Plotly Frequency Sweep
The graph shows how received power, SNR, and predicted availability change across the current HF window.
Example Data Table
These sample bands are evaluated using the current form values, so the table updates after every calculation.
| Band | Frequency (MHz) | Received Power (dBm) | SNR (dB) | Availability (%) | Status |
|---|---|---|---|---|---|
| 80 m | 3.5 | -90.23 | 12.77 | 0.03 | Outside window |
| 60 m | 5.3 | -84.10 | 18.90 | 3.26 | Outside window |
| 40 m | 7.1 | -82.09 | 20.91 | 15.02 | Outside window |
| 30 m | 10.1 | -81.36 | 21.64 | 56.51 | Marginal |
| 20 m | 14.2 | -81.86 | 21.14 | 70.34 | Good |
| 17 m | 18.1 | -82.72 | 20.28 | 4.77 | Outside window |
| 15 m | 21.2 | -83.44 | 19.56 | 0.35 | Outside window |
| 12 m | 24.9 | -84.30 | 18.70 | 0.00 | Outside window |
| 10 m | 28.4 | -85.06 | 17.94 | 0.00 | Outside window |
Formula Used
This estimator blends classic HF geometry with a statistical link model. It is designed for fast planning rather than measured ionogram replacement.
Adjusted foF2 = foF2 × solar factor × sunspot factor × geomagnetic factor × seasonal factor
Takeoff angle = arctan(2 × virtual height ÷ hop span)
MUF = adjusted foF2 × secant factor
FOT = 0.85 × MUF
LUF = base noise term + D layer absorption term + geomagnetic term + seasonal term
FSPL = 32.44 + 20 log10(distance in km) + 20 log10(frequency in MHz)
Received power = TX power(dBm) + TX gain + RX gain − total path loss
SNR = received power − noise floor
Availability = Normal CDF((link margin − frequency penalty) ÷ sigma)
Sigma is the fading spread term. It grows with higher sunspot activity, extra hops, and stronger geomagnetic disturbance.
How to Use This Calculator
- Enter path distance, hop count, and virtual height for your expected route.
- Set ionospheric values such as foF2, solar flux, sunspot number, season, and Kp.
- Fill the link budget fields for power, antenna gains, system loss, noise floor, and required SNR.
- Choose reliability and confidence values to control the statistical operating margin.
- Press the calculate button to display the result summary above the form, review the graph, and export the output.

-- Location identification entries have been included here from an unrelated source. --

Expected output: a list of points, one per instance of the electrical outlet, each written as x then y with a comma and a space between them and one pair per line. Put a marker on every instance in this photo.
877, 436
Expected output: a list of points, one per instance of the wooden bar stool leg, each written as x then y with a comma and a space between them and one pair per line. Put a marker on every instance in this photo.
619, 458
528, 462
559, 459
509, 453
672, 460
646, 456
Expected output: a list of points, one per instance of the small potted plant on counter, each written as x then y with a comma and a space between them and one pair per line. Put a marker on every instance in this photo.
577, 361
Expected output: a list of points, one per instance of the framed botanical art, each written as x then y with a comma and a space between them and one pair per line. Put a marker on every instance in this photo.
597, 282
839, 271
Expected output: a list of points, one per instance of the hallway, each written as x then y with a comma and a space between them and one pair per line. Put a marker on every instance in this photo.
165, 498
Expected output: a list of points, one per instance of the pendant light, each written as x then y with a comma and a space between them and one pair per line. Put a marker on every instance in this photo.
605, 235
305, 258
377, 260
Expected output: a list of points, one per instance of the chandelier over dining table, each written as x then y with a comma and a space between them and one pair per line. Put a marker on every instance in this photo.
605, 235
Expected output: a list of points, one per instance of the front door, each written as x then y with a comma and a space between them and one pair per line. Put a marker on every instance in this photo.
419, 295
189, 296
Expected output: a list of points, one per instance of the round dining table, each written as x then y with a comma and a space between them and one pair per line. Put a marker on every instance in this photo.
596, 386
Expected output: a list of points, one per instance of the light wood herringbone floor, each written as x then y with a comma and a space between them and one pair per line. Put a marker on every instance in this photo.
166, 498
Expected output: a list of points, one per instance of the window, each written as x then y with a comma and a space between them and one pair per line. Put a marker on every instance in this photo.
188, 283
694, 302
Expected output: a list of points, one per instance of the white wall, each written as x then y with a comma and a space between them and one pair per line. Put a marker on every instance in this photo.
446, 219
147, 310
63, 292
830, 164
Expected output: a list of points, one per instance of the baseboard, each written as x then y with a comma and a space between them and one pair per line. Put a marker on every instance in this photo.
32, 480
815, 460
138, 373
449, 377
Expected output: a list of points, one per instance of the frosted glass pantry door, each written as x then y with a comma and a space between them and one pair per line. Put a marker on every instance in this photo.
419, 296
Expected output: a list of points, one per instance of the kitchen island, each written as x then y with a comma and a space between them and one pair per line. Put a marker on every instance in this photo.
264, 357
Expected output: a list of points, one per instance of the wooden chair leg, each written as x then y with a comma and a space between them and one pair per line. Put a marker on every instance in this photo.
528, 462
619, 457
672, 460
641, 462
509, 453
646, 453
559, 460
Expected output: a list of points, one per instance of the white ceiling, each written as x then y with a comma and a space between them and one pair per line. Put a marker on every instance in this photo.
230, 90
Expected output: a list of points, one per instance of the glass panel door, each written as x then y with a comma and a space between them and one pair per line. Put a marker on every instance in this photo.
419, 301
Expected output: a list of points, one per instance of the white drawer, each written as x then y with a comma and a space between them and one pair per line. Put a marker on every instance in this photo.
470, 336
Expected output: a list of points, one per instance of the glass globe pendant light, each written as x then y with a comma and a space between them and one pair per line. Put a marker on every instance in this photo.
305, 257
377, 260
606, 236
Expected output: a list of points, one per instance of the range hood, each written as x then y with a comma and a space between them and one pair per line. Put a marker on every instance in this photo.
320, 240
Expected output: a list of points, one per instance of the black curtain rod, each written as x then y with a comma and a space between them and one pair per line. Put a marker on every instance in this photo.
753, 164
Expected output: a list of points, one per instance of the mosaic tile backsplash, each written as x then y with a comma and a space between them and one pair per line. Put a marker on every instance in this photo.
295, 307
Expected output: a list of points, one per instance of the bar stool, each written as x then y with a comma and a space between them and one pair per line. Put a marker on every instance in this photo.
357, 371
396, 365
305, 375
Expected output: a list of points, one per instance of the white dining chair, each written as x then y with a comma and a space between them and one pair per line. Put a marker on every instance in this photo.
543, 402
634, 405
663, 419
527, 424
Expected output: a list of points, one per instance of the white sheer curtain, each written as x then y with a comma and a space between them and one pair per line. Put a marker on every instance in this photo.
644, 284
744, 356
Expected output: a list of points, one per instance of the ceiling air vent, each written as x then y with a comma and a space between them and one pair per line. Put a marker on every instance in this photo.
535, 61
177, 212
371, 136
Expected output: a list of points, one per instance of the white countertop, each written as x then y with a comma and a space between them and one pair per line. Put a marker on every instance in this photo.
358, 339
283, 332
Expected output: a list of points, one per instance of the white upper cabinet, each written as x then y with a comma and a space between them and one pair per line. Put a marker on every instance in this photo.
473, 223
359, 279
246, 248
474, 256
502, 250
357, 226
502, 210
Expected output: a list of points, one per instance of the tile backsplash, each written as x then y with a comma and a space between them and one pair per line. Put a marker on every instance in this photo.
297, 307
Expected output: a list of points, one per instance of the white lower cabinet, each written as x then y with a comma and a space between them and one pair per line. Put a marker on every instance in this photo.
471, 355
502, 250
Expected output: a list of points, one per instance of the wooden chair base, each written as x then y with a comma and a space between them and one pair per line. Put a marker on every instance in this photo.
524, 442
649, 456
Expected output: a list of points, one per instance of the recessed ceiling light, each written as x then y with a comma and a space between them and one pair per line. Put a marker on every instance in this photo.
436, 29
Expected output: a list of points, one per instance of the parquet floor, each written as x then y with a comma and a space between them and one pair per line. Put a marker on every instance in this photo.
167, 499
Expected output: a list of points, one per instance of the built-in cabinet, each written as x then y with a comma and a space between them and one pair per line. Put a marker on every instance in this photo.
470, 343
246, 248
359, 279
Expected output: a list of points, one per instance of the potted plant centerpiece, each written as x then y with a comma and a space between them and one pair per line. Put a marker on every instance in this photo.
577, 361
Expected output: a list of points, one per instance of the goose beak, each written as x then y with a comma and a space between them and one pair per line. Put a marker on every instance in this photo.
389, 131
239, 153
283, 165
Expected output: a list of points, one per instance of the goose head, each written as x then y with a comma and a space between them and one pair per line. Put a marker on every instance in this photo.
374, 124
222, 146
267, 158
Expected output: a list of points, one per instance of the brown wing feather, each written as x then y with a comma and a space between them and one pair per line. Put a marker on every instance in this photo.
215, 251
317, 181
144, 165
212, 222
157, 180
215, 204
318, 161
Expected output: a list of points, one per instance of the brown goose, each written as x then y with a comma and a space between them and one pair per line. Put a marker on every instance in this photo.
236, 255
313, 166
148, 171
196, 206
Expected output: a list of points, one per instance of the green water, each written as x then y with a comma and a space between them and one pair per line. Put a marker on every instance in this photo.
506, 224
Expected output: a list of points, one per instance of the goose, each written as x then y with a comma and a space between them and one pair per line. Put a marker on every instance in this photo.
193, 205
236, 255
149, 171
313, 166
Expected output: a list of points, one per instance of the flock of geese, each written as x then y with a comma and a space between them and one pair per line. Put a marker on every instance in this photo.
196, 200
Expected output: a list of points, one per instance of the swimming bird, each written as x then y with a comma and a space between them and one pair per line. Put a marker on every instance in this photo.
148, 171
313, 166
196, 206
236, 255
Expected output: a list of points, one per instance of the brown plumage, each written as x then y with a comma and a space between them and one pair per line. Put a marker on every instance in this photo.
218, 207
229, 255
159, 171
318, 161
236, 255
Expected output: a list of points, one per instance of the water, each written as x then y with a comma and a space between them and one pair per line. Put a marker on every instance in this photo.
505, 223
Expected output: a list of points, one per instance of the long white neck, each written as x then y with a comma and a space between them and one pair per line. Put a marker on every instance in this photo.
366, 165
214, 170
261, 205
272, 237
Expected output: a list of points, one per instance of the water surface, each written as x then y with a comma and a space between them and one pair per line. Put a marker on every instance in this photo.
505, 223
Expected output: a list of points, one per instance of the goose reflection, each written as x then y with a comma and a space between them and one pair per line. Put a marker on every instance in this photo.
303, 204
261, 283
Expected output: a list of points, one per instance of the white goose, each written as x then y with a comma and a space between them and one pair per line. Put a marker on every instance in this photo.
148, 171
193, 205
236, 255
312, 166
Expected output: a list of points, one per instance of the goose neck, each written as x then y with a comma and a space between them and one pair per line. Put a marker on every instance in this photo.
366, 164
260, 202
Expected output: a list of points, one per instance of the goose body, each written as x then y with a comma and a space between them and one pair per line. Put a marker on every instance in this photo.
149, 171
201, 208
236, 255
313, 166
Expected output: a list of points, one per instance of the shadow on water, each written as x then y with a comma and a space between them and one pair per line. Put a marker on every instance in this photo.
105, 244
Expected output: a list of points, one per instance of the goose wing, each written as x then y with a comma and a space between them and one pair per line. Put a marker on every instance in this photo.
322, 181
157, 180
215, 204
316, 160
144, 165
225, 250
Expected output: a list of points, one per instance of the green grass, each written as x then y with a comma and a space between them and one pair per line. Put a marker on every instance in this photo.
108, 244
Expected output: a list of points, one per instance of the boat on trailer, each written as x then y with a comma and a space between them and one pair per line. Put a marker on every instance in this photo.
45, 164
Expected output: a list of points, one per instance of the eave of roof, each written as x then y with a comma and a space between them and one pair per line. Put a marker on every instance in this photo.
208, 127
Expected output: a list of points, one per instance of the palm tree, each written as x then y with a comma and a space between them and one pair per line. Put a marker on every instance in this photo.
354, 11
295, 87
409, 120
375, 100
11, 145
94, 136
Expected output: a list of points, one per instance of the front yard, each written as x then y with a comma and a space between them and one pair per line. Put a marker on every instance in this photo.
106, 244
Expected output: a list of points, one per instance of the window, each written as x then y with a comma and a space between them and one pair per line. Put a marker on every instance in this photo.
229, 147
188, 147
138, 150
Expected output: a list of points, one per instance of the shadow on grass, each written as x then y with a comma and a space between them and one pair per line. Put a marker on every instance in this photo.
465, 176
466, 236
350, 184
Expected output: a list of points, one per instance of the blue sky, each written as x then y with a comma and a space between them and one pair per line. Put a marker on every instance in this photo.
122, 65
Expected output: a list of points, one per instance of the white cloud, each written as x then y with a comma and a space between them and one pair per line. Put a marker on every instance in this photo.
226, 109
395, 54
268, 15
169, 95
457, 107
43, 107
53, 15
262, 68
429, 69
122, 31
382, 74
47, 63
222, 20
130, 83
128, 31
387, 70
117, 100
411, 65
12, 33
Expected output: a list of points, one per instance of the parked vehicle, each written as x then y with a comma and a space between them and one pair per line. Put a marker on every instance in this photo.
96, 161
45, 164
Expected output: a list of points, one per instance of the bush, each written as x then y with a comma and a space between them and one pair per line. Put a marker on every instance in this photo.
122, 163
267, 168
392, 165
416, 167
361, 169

Frequently Asked Questions
1. What does MUF mean here?
MUF is the maximum usable frequency predicted for the selected path geometry and adjusted ionospheric state. It marks the upper edge of the likely usable window.
2. Why is FOT lower than MUF?
FOT is set below MUF because operating slightly under the upper limit usually provides better stability. It leaves room for fading, uncertainty, and short term ionospheric variation.
3. What does LUF represent?
LUF is the lowest frequency likely to provide enough signal over the noise floor after absorption and system losses. It forms the lower edge of the working window.
4. Why can the path be marked closed?
A closed path means the estimated LUF rises above the estimated MUF. In practice, the lower usable edge overtakes the upper usable edge, leaving no stable window.
5. How does target reliability affect the result?
Higher reliability demands a larger statistical margin. That makes weak paths look less favorable and raises the performance standard for a band to be considered dependable.
6. Is this suitable for digital modes?
Yes. Enter the required SNR and fading margin that match your mode. Narrow digital modes often need different thresholds than voice or wideband data links.
7. Does more solar flux always help?
Not always. Higher flux can raise the upper frequency limit, but daytime absorption and noise may also increase. The useful result depends on both MUF growth and LUF movement.
8. Should I treat this as a precise forecast?
No. This is a planning calculator. Use it for quick decisions, then compare with real ionograms, measurements, or on air testing whenever accuracy matters.